I am trying to fit multiple nls functions using the split-apply-combine method with an example from Apply different start parameters to model using purrr::map within dplyr::mutate
The code ran 5 years ago but doesn’t run now.
library(tidyverse)
df <- data.frame(Group = c(rep("A", 7), rep("B", 7), rep("C", 7)),
Time = c(rep(c(1:7), 3)),
Result = c(100, 96.9, 85.1, 62.0, 30.7, 15.2, 9.6,
## I replaced these values!!
## Group B initial values are NOT MY PROBLEM
105, 90, 82, 55, 40, 23, 7,
100, 55.61, 3.26, -4.77, -7.21, -3.2, -5.6))
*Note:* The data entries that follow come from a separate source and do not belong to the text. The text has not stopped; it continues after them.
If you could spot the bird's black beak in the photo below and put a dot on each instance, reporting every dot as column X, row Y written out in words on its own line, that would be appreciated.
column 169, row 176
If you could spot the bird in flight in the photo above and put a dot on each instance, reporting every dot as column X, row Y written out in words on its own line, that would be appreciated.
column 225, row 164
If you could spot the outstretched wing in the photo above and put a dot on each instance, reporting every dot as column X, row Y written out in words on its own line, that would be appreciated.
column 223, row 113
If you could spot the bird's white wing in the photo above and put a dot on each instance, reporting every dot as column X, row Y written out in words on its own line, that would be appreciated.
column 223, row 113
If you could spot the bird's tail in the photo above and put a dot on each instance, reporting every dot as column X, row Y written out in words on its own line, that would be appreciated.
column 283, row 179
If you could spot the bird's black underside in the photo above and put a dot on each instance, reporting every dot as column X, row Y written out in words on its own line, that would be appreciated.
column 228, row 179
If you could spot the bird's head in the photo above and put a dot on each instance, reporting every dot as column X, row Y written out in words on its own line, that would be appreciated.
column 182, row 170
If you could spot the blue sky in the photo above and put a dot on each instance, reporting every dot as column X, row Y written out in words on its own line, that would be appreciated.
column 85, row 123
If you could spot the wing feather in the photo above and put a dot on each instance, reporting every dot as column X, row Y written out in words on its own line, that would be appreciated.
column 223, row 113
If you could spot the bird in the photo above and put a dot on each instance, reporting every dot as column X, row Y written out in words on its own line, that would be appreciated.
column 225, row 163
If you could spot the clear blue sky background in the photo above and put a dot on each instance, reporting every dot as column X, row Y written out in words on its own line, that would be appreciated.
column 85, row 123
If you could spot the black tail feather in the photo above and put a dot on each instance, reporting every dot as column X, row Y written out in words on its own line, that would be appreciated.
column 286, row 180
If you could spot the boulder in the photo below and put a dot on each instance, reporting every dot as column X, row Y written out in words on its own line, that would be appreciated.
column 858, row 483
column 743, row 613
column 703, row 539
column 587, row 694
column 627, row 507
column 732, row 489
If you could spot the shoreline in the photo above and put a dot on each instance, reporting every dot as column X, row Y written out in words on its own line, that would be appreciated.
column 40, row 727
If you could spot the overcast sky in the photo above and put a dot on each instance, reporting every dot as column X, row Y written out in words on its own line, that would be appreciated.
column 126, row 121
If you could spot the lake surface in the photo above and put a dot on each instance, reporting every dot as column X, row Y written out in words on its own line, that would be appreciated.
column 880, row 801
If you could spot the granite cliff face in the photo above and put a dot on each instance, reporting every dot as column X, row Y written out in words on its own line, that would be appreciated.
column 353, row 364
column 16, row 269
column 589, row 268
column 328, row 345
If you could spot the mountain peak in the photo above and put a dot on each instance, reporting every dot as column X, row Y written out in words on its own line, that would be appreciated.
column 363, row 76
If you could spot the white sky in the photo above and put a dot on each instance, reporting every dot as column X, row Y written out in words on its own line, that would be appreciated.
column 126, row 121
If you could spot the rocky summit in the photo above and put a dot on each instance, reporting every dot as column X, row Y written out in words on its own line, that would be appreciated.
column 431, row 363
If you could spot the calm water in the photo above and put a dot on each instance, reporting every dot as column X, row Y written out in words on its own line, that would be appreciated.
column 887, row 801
## ggplot(df, aes(x = Time, y = Result, group = Group)) + geom_line()
df_p <-
df %>%
group_by(Group) %>%
nest() %>%
## init vals are all the same, but this shows how to make them different
mutate(start = list(
list(a = -3, b = 85, c = 4, d = 10),
list(a = -3, b = 85, c = 4, d = 10),
list(a = -3, b = 85, c = 4, d = 10))
)
Error in `mutate()`:
! Problem while computing `start = list(...)`.
✖ `start` must be size 1, not 3.
ℹ The error occurred in group 1: Group = "A".
Backtrace:
1. df %>% dplyr::group_by(Group) %>% nest() %>% ...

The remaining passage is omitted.